Miriam 28 – Happy Palm Sunday Andre! And happy Palm Sunday to our blog, that from now on will wear its good suit, the one for the festivities. The one we would wear on Palm Sunday, when we were kids, for that never-ending and incomprehensible mass, given that we would celebrate the entry into the city of a man who, a few paragraphs later, would be killed on the cross. Joy and pain on the same day, too much for a little heart, a child’s heart, for whom everything that happens is black or white, without shades.
Today, on this Sunday that tastes of festivities and pain, of spring and confinement, there are too many shades, even for a big heart. Too many incomprehensible things, not just written on an ancient book, but there, in front of our own eyes, incomprehensible as this life that is getting out of hand.
But, as children we would accept everything without asking, today we are asked to do the same. We are asked, this Sunday, to accept something bigger, to escape an invisible enemy, to enjoy the “good news” that deaths are decreasing, even if it’s still death we are talking about.
We are asked to wear the good dress, at home, without showing anyone.

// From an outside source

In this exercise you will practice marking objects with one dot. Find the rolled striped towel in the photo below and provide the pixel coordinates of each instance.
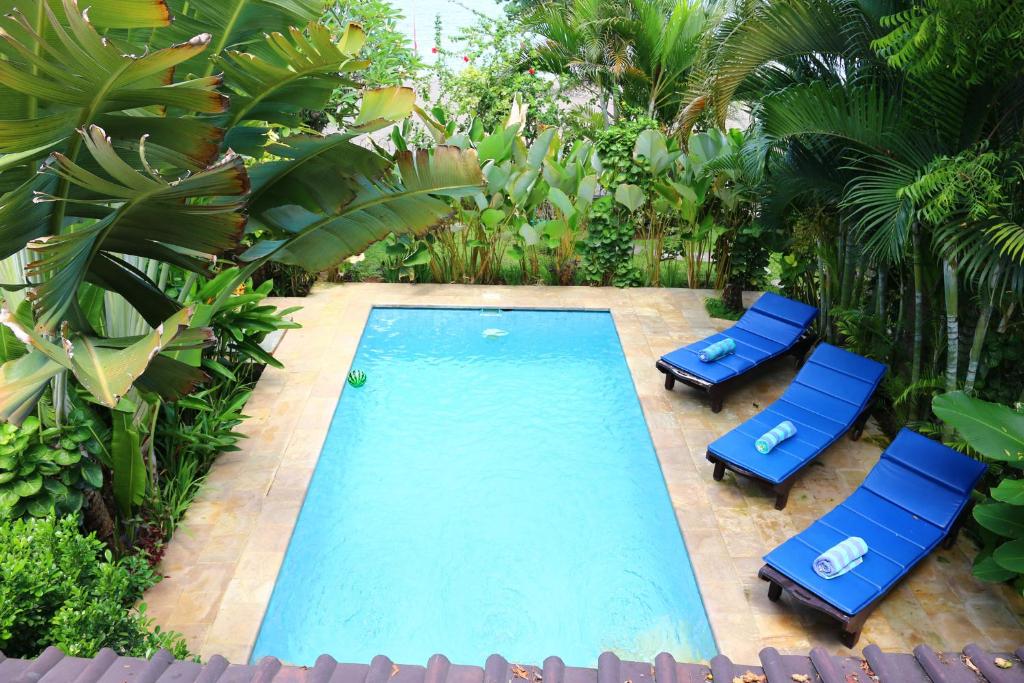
(717, 350)
(774, 436)
(841, 558)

Andrea 28– Happy Sunday to you Miri. Today I tested the virtual blessing of a fake olive branch. I detached three leaves from a plant we have on the balcony, and I decided that it will be my palm. I put it in the living room. We need peace. And to hug everybody. It will be a difficult week, because my thoughts are going towards all the things that I usually do during the Holy week: Thursday is my favourite day. I’m not (not anymore) a regular practitioner, but that particular Thursday of every year I try to find half an hour to meditate, by myself, in the church, on my knees. It’s the time of the year when I put everything behind my shoulders, and with my eyes closed I concentrate on my memories, my dreams, my hopes and the thought that those around me are fine. Sometimes it works, sometimes it doesn’t. Last year I must have been distracted, because while some things went well, I also lost someone important. Also, on the Good Friday we would all go back home, while this year my mum has been wondering for a month how Easter is going to be like. It’s going to be like any other day, Mum, only we will wear a prettier dress, like today, and Dad will have to make an online blessing to 8 different homes all connected via videocall. We will teach him how to do it these days.